Seoul announced Sunday it reached a deal with Washington that would allow it to nearly triple the range of its missiles to better cope with North Korean missile and nuclear threats.
On Tuesday, North Korea called the South Korea-U.S. missile deal a "product of another conspiracy of the master and the stooge" to "ignite a war" against the North.
An unidentified spokesman at the powerful National Defense Commission said the North will subsequently bolster its military preparedness and warned it has missiles capable of striking South Korea, Japan, Guam and the U.S. mainland.

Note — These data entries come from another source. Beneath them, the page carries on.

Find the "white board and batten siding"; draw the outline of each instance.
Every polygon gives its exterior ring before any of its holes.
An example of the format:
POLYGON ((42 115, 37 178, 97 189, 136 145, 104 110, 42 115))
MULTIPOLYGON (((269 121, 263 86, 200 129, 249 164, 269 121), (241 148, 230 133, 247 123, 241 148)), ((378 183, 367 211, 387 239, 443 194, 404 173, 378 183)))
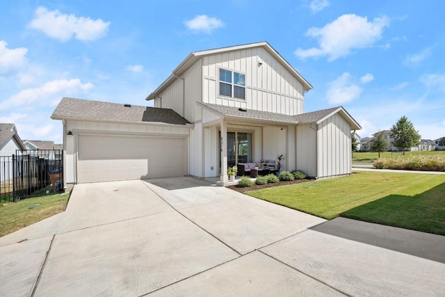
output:
POLYGON ((318 177, 351 172, 350 125, 339 113, 318 124, 318 177))
POLYGON ((302 84, 264 48, 210 55, 202 63, 204 103, 290 115, 303 113, 302 84), (220 67, 245 74, 245 99, 219 96, 220 67))
POLYGON ((67 183, 188 174, 188 128, 68 120, 66 129, 67 183))
POLYGON ((202 72, 200 60, 156 96, 154 107, 172 109, 188 121, 194 122, 200 120, 196 102, 201 102, 202 98, 202 72))

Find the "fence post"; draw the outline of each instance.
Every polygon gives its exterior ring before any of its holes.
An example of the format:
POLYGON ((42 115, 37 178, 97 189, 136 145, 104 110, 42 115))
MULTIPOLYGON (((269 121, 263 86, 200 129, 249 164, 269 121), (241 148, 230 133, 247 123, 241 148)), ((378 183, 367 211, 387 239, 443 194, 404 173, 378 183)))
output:
POLYGON ((17 184, 15 182, 15 155, 13 154, 13 200, 15 202, 17 199, 17 184))

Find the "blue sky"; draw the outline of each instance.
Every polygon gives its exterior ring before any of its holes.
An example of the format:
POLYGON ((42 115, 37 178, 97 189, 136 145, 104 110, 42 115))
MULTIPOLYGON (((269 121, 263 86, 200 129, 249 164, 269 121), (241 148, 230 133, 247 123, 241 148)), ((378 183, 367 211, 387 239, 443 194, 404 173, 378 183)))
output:
POLYGON ((436 139, 444 11, 441 0, 3 0, 0 122, 61 143, 50 116, 63 97, 147 105, 191 52, 267 41, 313 86, 305 112, 342 105, 362 137, 406 115, 436 139))

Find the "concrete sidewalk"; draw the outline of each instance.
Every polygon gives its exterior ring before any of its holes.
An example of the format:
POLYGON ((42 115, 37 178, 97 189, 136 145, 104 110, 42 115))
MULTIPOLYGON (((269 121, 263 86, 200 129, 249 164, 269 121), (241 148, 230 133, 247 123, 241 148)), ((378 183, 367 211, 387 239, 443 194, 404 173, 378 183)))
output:
POLYGON ((76 185, 65 213, 0 238, 0 296, 445 291, 445 236, 326 221, 191 177, 76 185))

"We do not hide ... the strategic rocket forces are keeping within the scope of strike not only the bases of the puppet forces and the U.S. imperialist aggression forces' bases in the inviolable land of Korea but also Japan, Guam and the U.S. mainland," the spokesman said in a statement carried by the official Korean Central News Agency.

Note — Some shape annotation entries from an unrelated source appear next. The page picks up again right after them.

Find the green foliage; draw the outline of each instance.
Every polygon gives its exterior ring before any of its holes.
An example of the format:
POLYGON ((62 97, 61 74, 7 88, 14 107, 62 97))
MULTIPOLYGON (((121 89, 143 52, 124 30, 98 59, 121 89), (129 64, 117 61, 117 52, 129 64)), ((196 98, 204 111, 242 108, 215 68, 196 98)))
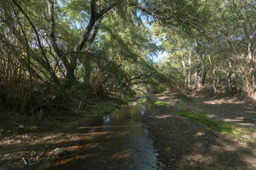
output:
POLYGON ((189 96, 187 96, 186 95, 185 95, 185 94, 179 94, 177 95, 177 96, 178 98, 180 98, 183 100, 190 101, 194 101, 194 99, 192 98, 189 97, 189 96))
POLYGON ((204 112, 197 113, 183 109, 178 110, 177 113, 194 120, 197 123, 205 124, 211 129, 219 132, 232 134, 236 130, 236 128, 232 125, 209 118, 204 112))
POLYGON ((157 96, 156 94, 145 94, 145 95, 143 95, 146 97, 154 97, 157 96))
POLYGON ((3 138, 3 129, 0 129, 0 139, 2 139, 3 138))
POLYGON ((146 98, 140 98, 139 100, 137 100, 136 102, 139 104, 144 105, 145 103, 146 103, 147 101, 148 101, 148 99, 146 98))
POLYGON ((99 108, 95 114, 100 117, 104 117, 107 114, 111 113, 115 110, 116 108, 113 106, 108 105, 99 108))
POLYGON ((162 105, 165 106, 168 106, 170 105, 169 103, 161 101, 160 100, 157 100, 154 99, 151 99, 151 102, 152 102, 152 103, 154 104, 162 105))
POLYGON ((124 99, 121 99, 120 101, 120 102, 122 103, 123 103, 126 105, 128 105, 128 104, 129 104, 129 101, 130 101, 130 99, 129 99, 129 98, 124 98, 124 99))

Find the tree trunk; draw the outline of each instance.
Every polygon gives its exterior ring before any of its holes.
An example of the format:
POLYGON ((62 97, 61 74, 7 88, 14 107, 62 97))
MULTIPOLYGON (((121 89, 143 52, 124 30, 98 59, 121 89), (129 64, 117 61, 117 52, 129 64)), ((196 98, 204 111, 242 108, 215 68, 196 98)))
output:
POLYGON ((191 85, 191 57, 192 57, 192 46, 191 49, 189 50, 189 75, 188 77, 188 86, 191 85))
POLYGON ((185 64, 185 61, 184 60, 184 58, 183 58, 183 55, 181 54, 181 62, 182 62, 182 65, 183 65, 183 72, 185 75, 185 80, 184 83, 186 87, 187 87, 187 75, 186 75, 186 65, 185 64))
MULTIPOLYGON (((232 45, 231 42, 228 40, 227 41, 228 44, 229 52, 230 53, 230 57, 231 57, 232 52, 232 45)), ((227 86, 228 91, 230 93, 232 92, 232 65, 230 57, 228 59, 228 75, 227 76, 227 86)))
POLYGON ((252 85, 252 88, 253 88, 253 93, 254 92, 254 91, 255 89, 255 77, 254 75, 254 63, 253 63, 253 56, 252 54, 252 46, 250 43, 250 38, 249 35, 248 34, 248 32, 247 31, 247 28, 246 25, 244 23, 244 21, 242 20, 242 26, 244 29, 244 35, 246 38, 246 41, 247 42, 247 48, 248 52, 248 58, 249 59, 249 65, 250 67, 250 74, 251 76, 251 81, 252 85))

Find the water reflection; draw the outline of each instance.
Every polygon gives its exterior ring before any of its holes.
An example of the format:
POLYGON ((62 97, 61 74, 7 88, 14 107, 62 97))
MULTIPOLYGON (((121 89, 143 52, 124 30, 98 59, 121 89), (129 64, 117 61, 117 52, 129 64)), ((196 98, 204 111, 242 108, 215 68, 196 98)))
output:
POLYGON ((54 169, 160 169, 143 123, 143 115, 151 111, 152 104, 146 98, 117 109, 104 118, 101 125, 79 137, 77 149, 62 158, 54 169))

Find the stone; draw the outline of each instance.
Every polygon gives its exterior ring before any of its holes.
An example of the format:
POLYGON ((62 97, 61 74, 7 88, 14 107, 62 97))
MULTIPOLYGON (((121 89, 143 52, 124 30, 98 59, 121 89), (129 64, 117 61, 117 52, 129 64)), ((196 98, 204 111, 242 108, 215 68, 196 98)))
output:
POLYGON ((55 156, 61 156, 67 155, 67 152, 65 150, 58 148, 53 151, 53 155, 55 156))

It's unusual for the North to say its missiles are capable of striking the U.S., but North Korea has regularly issued harsh rhetoric against Seoul and Washington.
Still, the North's statement could suggest the country has been working on miniaturizing a nuclear bomb to mount on a long-range rocket, though experts believe the country has yet to acquire such a technology. It could also back up what experts have been suspecting about the range of North Korean long-range rockets.

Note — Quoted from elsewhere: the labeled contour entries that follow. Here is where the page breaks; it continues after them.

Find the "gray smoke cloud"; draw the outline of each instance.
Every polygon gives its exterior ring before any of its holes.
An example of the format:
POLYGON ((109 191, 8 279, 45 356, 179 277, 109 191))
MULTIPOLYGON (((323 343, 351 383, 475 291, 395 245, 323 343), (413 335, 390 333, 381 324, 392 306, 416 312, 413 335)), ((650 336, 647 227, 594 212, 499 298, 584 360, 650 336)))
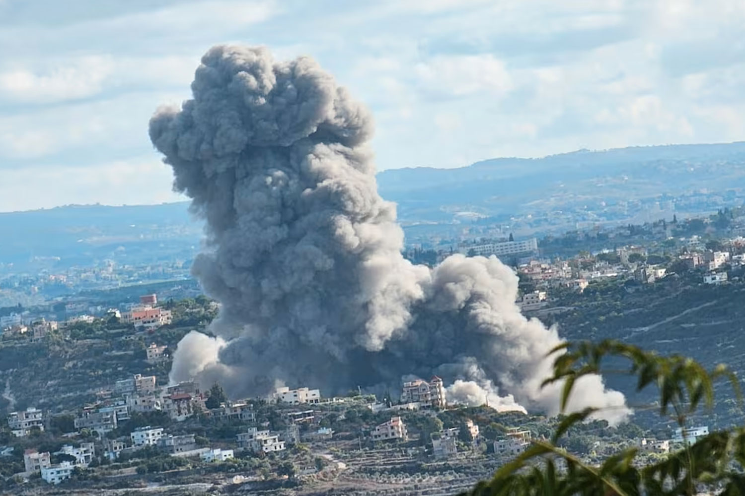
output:
MULTIPOLYGON (((150 136, 206 221, 193 272, 222 306, 217 339, 179 344, 172 380, 218 381, 235 397, 282 383, 332 395, 437 373, 451 401, 557 413, 560 386, 540 387, 557 330, 520 313, 518 279, 495 257, 404 259, 370 115, 315 62, 216 46, 191 91, 156 112, 150 136)), ((599 376, 570 403, 611 421, 630 413, 599 376)))

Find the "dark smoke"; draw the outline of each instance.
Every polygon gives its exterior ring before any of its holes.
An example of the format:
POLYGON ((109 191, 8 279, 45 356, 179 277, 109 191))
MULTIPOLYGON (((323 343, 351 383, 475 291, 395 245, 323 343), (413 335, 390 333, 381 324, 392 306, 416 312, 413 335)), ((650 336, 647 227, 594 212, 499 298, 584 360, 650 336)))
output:
MULTIPOLYGON (((370 115, 316 62, 217 46, 191 90, 156 113, 150 135, 206 219, 193 271, 222 307, 217 339, 179 344, 173 380, 218 381, 233 396, 284 383, 331 395, 437 373, 451 401, 557 411, 558 389, 540 388, 556 330, 520 314, 517 277, 494 257, 434 269, 402 257, 366 144, 370 115)), ((590 405, 628 413, 597 376, 571 407, 590 405)))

In April, the country conducted a rocket test that Washington, Seoul and others called a cover for a test of long-range missile technology. North Korea says the rocket, which broke apart shortly after liftoff, was meant to launch a satellite. North Korea conducted underground nuclear tests in 2006 and 2009.
Koh Yu-hwan, a North Korean studies professor based in Seoul, said the North had no choice but to respond to South Korea's extended missile range but it won't likely launch a provocation as it is waiting for the results of U.S. and South Korean presidential elections.
Under the new deal with the U.S., South Korea will be able to possess ballistic missiles with a range of up to 800 kilometers (500 miles). South Korea will continue to limit the payload to 500 kilograms for ballistic missiles with an 800-kilometer range, but it will be able to use heavier payloads for missiles with shorter ranges.
A previous 2001 accord with Washington had barred South Korea from deploying ballistic missiles with a range of more than 300 kilometers (186 miles) and a payload of more than 500 kilograms (1,100 pounds) because of concerns about a regional arms race.
The Korean Peninsula remains officially at war because the 1950-53 Korean War ended with an armistice, not a peace treaty. The U.S. stations about 28,500 troops in South Korea as deterrence against possible aggression from North Korea.